Parade Hari Teater se Dunia Ke-52
Lahirnya hari teater se-dunia ini terjadi pada tahun 1961 yang dicetuskan Institut Teater Internasional (ITI) dengan membawa pesan kebudayaan dan perdamaian internasional. Sejak itu, hari teater ini selalu diperingati seluruh masyarakat dunia.
Matahari sudah meninggalkan sudut tegak lurus terhadap bumi sejak setengah jam yang lalu. Teriknya masih membakar ubun-ubun saat riuh klakson dan dengung puluhan kendaraan bermotor memekakkan telinga. Rombongan pemuda penuh semangat turun dari kendaraan mereka masing-masing tepat di depan gedung Rektorat lama Universitas Negeri Padang (UNP), Rabu (27/3). Gelagat mereka menarik perhatian, menunjukkan akan ada sesuatu. Benar saja, mereka berkumpul untuk pementasan teater guna memperingati hari teater se-dunia yang ke-52. Komunitas-komunitas teater Sumbar yang tergabung dalam Salingka Teater (Sate) Padang seperti Rumah Teduh, RK Serunai Laut, Podjok Art Space, teater Imam Bonjol, Komunitas Seni Nan Tumpah dan yang lainnya menggelar parade pertunjukan teater di beberapa titik kota Padang dengan mengusung tema "Rakyat Teater Rakyat".
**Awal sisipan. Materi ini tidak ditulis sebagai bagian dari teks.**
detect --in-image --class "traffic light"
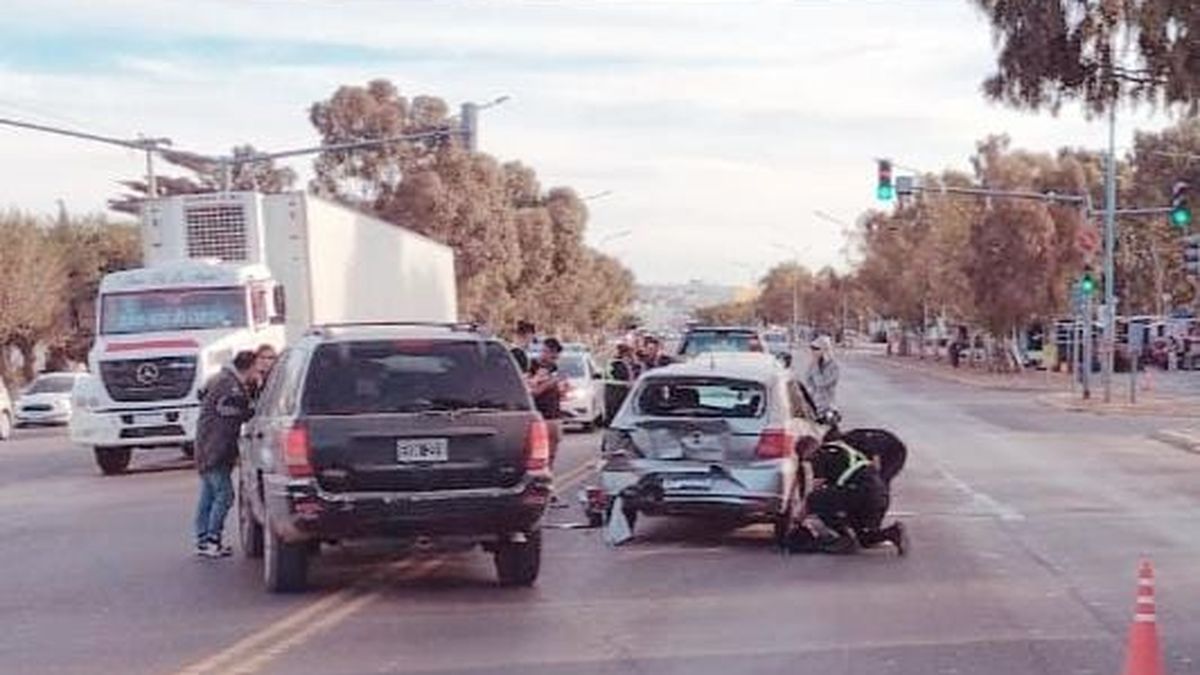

Latar belakang digelarnya parade ini bertolak dari lahirnya hari teater se-dunia pada 27 Maret 1961 yang dicetuskan Institut Teater Internasional (ITI). Sejak itu hari teater ini selalu diperingati seluruh masyarakat dunia dengan membawa pesan kebudayaan dan perdamaian internasional. Di Padang, parade dimulai dari Selasa (26/3) di Parkit Air Tawar Barat oleh komunitas Teater Langit berjudul "Suara Patung-Patung" yang disutradarai Mila K Sari. Kemudian dilanjutkan dengan pertunjukkan di Danau Cimpago Purus yang dilakoni Rumah Teduh berjudul "Ovarium" dan malamnya komunitas Podjok Art Space menampilkan persembahan mereka yang berjudul "Ruang Pagar 5" di ruang Chairil Anwar Taman Budaya (Tambud) Padang. Lokasi pertunjukan ini dipilih karena merupakan titik keramaian masyarakat kota Padang.
Berlanjut esok harinya, halaman depan gedung rektorat lama UNP disulap menjadi panggung pertunjukan bagi RK Serunai Laut. Kelompok ini menyumbangkan teater berjudul "Anjing-Anjinglah," yang disutradarai oleh Robby W Riyodi, Mahasiswa Sastra Indonesia UNP. Tak ingin tanggung-tanggung dalam berekspresi, pertunjukan ini menyulap lima pemain menjadi sosok serba putih dengan dilumuri kapur serta diikat tali dengan berbagai pose yang melambangkan panca indra manusia. "Anjing-anjinglah," merupakan ungkapan ketidakpedulian yang pekat dan berpilin dengan waktu. Robby menjelaskan tali yang mengikat gestur-gestur ini melambangkan waktu yang bisa ditarik ulur dan dikendalikan manusia serta ketidakpedulian yang melahirkan penyesalan. "Pada hakekatnya tidak ada manusia yang tidak peduli, yang ada hanya terlambat peduli" ujar Robby Senin, (8/4).